Through 57 World Championship games, Pren has amassed 65 goals and 71 assists for a total of 136 points. The prolific scorer has demonstrated her offensive prowess wherever she’s played – through 66 games in the Slovenian women’s hockey championship between 2006/07 and 2019/20, Pren had a staggering 178 goals and 171 assists. These 349 points are over 100 more than that of the league’s second highest scorer, Jasmina Rosar (230).
With her talent, Pren managed to play in one of Europe’s top leagues, the SDHL in Sweden, where she was fifth in scoring for SDE last season with 18 points (4+14) in 32 games.
How did Pren become the powerhouse forward she is today? It all started in the Slovenian capital of Ljubljana when she was five years old.
“The coaches at first were a little skeptical, like how is that going to go with a girl among the boys,” Pren said of when she first joined a local hockey school. “After some time they gave up and they gave me a chance.”

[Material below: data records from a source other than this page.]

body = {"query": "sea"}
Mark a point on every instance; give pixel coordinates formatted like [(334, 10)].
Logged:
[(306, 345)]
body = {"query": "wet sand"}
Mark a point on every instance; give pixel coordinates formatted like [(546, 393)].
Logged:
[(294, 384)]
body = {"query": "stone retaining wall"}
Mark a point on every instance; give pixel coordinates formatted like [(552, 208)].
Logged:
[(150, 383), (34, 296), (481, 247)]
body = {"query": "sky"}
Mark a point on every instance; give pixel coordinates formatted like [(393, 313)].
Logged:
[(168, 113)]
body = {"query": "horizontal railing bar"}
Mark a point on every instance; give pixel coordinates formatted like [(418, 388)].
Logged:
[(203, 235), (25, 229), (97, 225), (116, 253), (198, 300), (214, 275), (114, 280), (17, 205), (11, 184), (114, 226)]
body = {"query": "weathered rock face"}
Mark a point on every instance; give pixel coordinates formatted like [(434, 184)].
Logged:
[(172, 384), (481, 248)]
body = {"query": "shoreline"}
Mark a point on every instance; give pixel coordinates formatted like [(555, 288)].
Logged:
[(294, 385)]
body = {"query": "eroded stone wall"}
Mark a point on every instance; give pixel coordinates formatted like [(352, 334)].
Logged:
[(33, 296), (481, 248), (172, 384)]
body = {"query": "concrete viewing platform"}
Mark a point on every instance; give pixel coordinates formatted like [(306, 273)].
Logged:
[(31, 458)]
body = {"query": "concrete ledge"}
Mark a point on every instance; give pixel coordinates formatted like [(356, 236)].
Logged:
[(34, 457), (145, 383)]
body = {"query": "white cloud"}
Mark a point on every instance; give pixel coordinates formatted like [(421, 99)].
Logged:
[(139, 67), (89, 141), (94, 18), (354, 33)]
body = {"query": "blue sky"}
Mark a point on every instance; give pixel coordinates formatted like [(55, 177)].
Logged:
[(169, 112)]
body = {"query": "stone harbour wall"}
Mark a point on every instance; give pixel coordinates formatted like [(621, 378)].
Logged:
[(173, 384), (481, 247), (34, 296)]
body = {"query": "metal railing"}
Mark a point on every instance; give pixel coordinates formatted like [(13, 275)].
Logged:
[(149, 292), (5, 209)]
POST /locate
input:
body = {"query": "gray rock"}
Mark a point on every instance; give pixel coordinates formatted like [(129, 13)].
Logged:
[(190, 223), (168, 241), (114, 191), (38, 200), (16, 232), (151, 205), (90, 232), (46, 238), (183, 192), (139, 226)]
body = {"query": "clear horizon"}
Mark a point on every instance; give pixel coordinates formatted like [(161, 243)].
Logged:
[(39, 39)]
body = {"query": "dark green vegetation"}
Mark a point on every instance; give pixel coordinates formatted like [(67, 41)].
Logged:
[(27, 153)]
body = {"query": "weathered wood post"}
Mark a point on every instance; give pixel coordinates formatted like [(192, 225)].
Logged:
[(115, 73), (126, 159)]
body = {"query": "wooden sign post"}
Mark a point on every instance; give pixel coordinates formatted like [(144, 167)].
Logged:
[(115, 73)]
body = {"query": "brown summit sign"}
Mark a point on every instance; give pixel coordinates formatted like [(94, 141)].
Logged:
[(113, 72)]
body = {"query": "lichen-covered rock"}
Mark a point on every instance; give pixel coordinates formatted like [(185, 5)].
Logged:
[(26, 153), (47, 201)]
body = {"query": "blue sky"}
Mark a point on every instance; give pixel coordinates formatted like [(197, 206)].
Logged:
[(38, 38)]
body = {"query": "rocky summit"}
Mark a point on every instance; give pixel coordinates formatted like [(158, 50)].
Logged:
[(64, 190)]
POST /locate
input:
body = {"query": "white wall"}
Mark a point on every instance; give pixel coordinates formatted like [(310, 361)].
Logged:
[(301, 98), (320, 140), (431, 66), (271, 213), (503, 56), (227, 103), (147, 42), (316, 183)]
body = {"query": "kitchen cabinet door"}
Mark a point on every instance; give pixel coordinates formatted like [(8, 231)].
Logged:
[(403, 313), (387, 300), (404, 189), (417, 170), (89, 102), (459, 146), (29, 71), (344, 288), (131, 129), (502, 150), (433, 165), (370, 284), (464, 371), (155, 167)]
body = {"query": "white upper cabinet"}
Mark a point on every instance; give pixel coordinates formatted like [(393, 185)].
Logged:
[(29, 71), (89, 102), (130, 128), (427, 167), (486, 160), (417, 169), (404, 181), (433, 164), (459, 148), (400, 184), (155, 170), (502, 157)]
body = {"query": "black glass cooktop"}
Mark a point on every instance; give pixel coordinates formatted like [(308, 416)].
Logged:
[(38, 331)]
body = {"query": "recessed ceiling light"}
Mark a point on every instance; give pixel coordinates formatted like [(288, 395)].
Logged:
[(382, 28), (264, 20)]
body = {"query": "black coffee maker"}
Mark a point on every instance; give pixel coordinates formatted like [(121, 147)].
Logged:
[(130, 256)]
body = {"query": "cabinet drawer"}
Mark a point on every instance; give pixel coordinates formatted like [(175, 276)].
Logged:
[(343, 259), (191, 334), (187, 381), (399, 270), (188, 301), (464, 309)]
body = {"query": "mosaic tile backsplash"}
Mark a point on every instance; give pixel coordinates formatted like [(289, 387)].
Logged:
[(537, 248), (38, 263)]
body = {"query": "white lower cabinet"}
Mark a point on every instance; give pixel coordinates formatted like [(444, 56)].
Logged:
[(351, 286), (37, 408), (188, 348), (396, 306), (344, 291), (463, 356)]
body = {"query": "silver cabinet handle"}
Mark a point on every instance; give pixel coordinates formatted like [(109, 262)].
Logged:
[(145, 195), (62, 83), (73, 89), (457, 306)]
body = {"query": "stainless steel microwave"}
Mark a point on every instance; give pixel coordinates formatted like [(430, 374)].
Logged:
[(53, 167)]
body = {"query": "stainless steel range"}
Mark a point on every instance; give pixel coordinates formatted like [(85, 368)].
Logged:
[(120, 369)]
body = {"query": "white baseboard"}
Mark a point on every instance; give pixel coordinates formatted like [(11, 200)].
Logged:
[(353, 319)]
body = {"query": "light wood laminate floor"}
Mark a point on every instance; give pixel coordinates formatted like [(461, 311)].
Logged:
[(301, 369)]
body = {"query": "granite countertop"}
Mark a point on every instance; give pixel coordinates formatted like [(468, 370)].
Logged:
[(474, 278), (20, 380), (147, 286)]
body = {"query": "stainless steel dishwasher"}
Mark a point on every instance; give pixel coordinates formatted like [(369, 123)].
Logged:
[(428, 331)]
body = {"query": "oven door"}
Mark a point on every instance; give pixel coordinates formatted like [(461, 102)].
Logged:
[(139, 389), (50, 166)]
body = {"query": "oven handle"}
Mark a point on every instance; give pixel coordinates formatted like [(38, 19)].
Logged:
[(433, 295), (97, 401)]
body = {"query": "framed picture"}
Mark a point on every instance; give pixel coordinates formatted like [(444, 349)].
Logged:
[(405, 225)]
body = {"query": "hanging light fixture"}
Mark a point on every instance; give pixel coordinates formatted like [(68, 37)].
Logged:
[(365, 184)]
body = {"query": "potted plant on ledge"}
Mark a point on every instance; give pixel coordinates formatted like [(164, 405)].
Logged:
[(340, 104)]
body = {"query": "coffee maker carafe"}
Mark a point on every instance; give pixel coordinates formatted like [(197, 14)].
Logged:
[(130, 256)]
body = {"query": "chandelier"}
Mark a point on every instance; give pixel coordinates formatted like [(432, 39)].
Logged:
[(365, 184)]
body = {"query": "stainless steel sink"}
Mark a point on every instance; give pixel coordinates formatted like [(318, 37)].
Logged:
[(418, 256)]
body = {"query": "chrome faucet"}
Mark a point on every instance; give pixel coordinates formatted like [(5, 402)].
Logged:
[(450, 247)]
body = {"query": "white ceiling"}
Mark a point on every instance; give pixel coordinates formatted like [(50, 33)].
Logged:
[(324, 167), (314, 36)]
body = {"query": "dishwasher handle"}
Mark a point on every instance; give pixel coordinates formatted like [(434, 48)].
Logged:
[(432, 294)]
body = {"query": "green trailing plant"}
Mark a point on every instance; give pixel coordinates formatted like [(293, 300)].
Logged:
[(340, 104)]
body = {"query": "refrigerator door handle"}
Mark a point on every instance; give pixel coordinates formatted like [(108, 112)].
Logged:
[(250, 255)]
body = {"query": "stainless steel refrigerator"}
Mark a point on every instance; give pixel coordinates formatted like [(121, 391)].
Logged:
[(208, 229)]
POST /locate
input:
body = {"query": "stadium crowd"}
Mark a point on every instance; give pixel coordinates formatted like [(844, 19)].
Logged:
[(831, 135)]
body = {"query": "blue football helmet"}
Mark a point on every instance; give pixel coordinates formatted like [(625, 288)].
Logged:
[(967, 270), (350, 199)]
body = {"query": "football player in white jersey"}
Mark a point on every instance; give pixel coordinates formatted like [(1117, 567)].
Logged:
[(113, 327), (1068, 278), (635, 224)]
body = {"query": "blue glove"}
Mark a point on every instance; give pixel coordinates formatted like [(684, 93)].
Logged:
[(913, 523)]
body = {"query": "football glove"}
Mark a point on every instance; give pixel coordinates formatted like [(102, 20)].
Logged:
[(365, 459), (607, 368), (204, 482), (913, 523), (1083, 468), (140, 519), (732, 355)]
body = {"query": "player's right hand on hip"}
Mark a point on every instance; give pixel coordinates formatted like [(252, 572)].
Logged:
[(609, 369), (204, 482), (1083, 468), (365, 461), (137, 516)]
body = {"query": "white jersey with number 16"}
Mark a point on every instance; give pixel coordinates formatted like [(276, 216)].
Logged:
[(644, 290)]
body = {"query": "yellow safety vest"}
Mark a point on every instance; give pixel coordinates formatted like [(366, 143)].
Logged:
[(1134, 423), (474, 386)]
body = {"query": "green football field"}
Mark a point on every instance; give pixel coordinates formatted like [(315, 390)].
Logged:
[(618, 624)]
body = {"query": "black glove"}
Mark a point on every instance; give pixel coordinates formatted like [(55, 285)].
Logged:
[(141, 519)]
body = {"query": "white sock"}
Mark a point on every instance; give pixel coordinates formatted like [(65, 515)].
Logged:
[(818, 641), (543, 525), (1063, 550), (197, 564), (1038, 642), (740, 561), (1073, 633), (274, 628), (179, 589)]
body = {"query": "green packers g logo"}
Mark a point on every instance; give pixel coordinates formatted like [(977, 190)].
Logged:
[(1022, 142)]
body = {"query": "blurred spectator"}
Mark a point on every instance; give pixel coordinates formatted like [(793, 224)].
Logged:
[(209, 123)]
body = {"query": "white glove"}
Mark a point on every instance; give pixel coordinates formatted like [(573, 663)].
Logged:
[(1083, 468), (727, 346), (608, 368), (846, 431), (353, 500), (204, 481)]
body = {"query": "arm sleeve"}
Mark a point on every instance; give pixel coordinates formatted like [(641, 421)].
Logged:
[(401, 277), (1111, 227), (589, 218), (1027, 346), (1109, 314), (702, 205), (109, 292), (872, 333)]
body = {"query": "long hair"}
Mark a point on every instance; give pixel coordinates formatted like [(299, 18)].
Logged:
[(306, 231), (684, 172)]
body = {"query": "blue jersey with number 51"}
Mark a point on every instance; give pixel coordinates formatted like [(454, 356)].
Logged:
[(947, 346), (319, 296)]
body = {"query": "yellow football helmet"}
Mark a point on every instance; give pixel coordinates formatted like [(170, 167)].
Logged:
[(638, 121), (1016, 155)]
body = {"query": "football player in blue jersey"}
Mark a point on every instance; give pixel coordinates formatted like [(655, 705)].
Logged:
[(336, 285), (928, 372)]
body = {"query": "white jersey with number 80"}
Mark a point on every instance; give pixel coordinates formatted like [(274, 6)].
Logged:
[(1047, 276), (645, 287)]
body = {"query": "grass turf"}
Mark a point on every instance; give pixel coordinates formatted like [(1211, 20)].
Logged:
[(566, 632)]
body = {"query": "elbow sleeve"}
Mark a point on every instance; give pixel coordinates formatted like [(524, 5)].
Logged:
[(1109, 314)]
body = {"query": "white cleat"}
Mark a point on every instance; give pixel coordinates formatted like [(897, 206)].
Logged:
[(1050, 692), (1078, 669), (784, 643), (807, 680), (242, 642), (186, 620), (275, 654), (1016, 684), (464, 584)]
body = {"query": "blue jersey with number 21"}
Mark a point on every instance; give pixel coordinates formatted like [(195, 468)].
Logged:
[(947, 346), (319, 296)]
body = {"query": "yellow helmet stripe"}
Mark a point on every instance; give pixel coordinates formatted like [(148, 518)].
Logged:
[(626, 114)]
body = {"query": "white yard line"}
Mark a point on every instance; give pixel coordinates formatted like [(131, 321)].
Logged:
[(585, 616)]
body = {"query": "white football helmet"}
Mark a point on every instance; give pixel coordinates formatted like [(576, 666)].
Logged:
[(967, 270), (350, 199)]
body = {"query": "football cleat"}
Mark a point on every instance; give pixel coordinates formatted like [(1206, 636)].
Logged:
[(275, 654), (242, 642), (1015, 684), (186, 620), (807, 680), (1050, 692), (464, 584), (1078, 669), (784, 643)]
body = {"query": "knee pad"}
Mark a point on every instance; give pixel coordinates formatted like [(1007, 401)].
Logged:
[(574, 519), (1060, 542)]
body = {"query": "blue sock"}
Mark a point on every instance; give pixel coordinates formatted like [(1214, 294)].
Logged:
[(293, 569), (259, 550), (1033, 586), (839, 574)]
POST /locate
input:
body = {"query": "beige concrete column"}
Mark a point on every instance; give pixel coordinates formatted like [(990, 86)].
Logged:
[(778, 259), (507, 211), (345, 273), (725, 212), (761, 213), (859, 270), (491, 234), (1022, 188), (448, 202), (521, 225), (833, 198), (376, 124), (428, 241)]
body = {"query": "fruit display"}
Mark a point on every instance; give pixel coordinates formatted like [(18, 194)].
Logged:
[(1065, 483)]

“Pia was, from the beginning, the kind of girl who liked competing with boys and wanted to be better than the boys,” said Slovenian national team and Olimpija Ljubljana coach Franc Ferjanic, who first met Pren when she was six. “She worked really hard and her skills are now really at a very high level.”
Starting from a young age, Pren has dedicated hours towards her shot.
“I don’t have a strong shot, so I always try to work on accuracy,” she said. “When I was younger I spent quite some time at the hockey arena on a little synthetic ice rink we had beside the actual one shooting on targets that were set on the goal posts.”
Pren was just 12 years old when she made her debut with the national team in 2004, a few months after playing in a U13 boys’ tournament in Canada. The extra work on her shot paid off, with Pren contributing four goals and three assists in her inaugural Women’s World Championship tournament, which she followed up with a whopping 10 goals and 9 assists at the 2005 tournament.
“I had almost 20 moms beside me, everybody taking care of me,” she said. “At the same time, I think there was some pressure as well. It’s a big, big stage for a 12-year-old for sure.”
However, Pren proved that she could handle herself on that stage, becoming a consistent face on Slovenia’s roster and collecting numerous accolades at the World Championships. She has been named Best Forward five times and Top Player on the Team six times, in addition to leading Slovenia and the tournament in goals, assists and points on multiple occasions.
Sure, it’s not the top level. With just 82 female players in the country to choose from, Slovenia competes in the fourth tier of the Women’s Worlds and is ranked 24th in the 2020 IIHF Women’s World Ranking. But wherever Slovenia plays, Pren shines.
The last World Championship was one of Pren’s best, with her, Sara Confidenti and Julia Blazinsek making headlines with their combined 47 points (20 of which belong to Pren) in five games – not to mention that Slovenia won Division II Group A gold after three years of barely avoiding relegation to Group B.
“I don’t consider myself a goal scorer – maybe stats say [I am],” said Pren. “I am more of a passer, I love to pass and create for my teammates. Myself and my former teammates agree that I’m shooting way too little and passing way too much even when I should shoot, so that’s something I still have to work on.”
“I don’t have any particular favourite way to score. I like if it’s a team effort, a nice set-up, or a well-executed power play or counter-attack.”
Pren’s team-first mentality is evident in the way she speaks about her own skills and successes, and likely lends well to her role as Slovenia’s team captain.
“Her strengths are her skills, hockey sense and leadership,” said Ferjanic. “As a captain she has a strong personality and because of all her qualities, all the players respect her.”
There is no doubt that Pren, with her offensive talent, extensive experience at the World Championships and in leagues in Slovenia, Austria and Sweden, and competency as a captain, is helping propel Slovenia forward on the world stage.